Domestic manufacturing and not imports to fulfill domestic demand: As domestic manufacturing took a hit post demonetization and GST implementation, we saw 33% yoy FYTD (until Dec 2017) growth in consumption related imports (classified commodity-wise based on end use for this category, Exhibit 16). However, consumption-related imports fell 3% in Feb 2018 with FYTD18 (until Feb 2018) growth rate falling to 27% yoy, as effects of demonetization is in the base. Total imports however, continue to be driven by oil and commodity prices, where the decline is not by similar margins. Simultaneously, consumer durables IIP series, which has been intermittently negative in last 8-10 months, has picked up and is showing a trend reversal on 6M moving average basis (Exhibit 18). A look at the two abovementioned data points in conjunction with industry (in GVA) and IIP and core Industries growth, further supports our thesis of a recovery in domestic manufacturing.

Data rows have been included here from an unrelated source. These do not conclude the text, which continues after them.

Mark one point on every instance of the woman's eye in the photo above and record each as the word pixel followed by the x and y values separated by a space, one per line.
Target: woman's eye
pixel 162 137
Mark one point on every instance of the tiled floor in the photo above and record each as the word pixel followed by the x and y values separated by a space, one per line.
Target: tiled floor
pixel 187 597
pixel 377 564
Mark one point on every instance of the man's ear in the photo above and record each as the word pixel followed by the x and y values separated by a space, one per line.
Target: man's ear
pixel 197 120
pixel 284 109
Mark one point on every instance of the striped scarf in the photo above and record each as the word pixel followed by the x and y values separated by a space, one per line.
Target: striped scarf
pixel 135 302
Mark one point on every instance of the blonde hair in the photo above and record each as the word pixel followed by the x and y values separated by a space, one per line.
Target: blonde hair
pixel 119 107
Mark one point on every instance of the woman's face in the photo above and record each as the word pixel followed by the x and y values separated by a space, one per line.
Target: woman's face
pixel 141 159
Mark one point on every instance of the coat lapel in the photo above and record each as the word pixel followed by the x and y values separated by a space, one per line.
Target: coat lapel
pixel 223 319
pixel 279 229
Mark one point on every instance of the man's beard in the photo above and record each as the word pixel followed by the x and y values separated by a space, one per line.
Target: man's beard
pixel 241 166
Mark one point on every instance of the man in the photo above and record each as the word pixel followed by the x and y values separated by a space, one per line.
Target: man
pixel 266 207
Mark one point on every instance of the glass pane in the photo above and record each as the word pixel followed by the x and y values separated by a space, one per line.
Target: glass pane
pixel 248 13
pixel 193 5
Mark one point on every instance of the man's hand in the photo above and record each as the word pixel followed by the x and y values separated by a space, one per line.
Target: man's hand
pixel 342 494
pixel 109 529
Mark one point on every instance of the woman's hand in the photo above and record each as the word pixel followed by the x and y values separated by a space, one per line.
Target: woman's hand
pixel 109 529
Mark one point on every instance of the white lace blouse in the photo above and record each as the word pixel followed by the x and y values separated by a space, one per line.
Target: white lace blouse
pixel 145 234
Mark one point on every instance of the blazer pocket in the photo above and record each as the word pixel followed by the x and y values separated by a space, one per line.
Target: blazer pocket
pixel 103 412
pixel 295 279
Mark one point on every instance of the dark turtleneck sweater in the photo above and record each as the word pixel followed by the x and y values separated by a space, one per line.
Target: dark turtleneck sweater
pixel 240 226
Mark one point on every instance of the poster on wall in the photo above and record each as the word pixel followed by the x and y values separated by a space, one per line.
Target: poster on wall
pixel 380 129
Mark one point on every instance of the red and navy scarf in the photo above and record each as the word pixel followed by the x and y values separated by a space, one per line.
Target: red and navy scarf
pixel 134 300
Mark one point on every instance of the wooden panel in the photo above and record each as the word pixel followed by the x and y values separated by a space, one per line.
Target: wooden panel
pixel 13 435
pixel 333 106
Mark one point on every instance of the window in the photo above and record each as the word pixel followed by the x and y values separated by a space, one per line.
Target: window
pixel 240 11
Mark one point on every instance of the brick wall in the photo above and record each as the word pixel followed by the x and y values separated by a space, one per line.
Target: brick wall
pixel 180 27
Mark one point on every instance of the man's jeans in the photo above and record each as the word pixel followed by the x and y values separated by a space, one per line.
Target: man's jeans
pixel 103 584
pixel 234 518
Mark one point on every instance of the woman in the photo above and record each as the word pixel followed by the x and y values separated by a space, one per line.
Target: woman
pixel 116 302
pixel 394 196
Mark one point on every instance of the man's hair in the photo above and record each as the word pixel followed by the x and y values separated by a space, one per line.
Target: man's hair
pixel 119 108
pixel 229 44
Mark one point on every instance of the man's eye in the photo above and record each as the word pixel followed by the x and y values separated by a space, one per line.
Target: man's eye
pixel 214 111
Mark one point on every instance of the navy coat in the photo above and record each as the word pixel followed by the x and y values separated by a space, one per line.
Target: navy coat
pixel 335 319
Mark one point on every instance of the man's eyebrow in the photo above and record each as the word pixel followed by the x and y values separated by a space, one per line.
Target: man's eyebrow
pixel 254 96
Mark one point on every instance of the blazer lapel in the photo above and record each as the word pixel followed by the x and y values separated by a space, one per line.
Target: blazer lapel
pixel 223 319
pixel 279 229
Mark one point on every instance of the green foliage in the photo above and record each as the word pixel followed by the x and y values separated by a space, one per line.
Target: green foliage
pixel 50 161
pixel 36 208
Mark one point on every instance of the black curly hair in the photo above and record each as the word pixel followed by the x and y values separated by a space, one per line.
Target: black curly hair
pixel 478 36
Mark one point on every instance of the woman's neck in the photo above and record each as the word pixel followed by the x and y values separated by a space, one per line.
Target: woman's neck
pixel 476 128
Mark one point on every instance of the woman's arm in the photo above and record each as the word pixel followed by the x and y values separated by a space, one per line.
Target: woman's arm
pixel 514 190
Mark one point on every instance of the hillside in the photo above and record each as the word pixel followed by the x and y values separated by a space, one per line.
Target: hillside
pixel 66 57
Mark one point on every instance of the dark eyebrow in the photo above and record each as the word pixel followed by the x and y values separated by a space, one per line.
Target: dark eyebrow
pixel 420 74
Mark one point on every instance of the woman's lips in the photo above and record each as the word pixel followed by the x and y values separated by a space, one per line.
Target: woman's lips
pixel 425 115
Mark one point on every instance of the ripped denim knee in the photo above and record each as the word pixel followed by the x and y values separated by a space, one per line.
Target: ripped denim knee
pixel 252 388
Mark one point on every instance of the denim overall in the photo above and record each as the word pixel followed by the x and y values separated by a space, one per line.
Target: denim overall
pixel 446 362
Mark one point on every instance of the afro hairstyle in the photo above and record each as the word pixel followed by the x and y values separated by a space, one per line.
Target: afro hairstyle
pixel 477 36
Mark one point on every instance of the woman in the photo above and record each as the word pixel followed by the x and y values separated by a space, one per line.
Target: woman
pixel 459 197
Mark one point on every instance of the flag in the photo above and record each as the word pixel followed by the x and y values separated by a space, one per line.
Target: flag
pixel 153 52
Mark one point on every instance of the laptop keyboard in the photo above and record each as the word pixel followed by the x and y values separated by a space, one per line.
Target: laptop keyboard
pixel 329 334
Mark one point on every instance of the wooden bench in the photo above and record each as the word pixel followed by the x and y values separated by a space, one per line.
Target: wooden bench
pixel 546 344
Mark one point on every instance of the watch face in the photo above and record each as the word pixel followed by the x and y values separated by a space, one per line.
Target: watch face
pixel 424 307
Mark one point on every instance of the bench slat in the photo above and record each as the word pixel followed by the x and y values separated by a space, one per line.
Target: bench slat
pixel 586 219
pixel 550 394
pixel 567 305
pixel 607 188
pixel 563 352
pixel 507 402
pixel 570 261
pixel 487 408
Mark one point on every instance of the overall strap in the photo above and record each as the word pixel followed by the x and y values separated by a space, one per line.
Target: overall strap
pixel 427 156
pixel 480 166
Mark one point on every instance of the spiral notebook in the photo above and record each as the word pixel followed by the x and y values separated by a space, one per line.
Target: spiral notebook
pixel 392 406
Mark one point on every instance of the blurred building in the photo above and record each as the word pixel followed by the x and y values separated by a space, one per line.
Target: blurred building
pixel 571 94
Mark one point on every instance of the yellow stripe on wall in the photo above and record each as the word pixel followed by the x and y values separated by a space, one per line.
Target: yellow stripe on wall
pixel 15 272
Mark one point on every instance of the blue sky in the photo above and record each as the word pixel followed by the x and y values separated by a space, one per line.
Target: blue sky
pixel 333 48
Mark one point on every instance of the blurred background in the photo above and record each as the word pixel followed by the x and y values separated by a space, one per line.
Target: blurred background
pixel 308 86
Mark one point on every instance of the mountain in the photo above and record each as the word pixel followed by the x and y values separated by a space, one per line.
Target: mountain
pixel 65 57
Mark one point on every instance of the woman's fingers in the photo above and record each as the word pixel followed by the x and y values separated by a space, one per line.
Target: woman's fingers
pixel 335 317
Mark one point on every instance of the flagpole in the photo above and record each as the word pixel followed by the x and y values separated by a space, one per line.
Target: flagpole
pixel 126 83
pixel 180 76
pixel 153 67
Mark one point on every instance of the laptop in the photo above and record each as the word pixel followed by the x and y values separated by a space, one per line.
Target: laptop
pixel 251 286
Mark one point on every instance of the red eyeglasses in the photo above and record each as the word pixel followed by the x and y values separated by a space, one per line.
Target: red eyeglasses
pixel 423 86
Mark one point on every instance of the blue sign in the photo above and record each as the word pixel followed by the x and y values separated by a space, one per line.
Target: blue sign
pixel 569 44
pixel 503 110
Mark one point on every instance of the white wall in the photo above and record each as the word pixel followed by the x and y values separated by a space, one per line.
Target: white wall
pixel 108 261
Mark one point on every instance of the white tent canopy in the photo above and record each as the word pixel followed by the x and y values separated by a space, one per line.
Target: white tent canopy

IIP and core industries show a trend reversal: After a weak trend in early FY18, we see a clear trend reversal in IIP growth on a 6M moving average basis (Exhibit 11, our analysis on 6M moving averages is to decipher the trend, given the volatile nature of the series); IIP and 8 core industries (38% of IIP) are key indicators of industry growth. We observe the strongest turnaround is seen in manufacturing series (under economic activity-based classification), with most series showing a clear trend reversal (in terms of usage-based classification; Exhibit 12, 13). Within the 8 core industries, the sharpest turnaround was seen in refinery products and cement production (Exhibit 14, 15).
GVA growth bottomed out; turnaround visible in Industry (read manufacturing) growth: With GST implementation settling down and domestic manufacturing starting to fill domestic demand, we observed a turnaround in Industry/manufacturing GVA (Exhibit 7). We believe we have moved on from GDP/GVA growth bottom in the current cycle and expect growth trend to sustain hereon. Moreover, we don’t see any challenges to services growth in the near term. However, agrarian economy could pose a challenge to GVA growth, depending upon how rainfall distribution, sowing and minimum support price (MSP) implementation pan out.
Industry credit growth positive after long: In Feb 2018, non-food credit grew 9.8% yoy, with the trend strengthening over last few months. We are upbeat about a revival in the economy, spurred by pick up in Industry credit growth, which has turned positive after hovering in the negative territory for 15 months (Aug-16 to Nov-17) (Exhibit 20). Credit growth in a sector is generally an indicator of business growth and capex opportunities in a sector. Moreover, we observe robust growth in personal loans and services loans (Exhibit 21, 23) but see NPA issue as an overhang on revival in private investment, which will be key for an upswing in business cycle.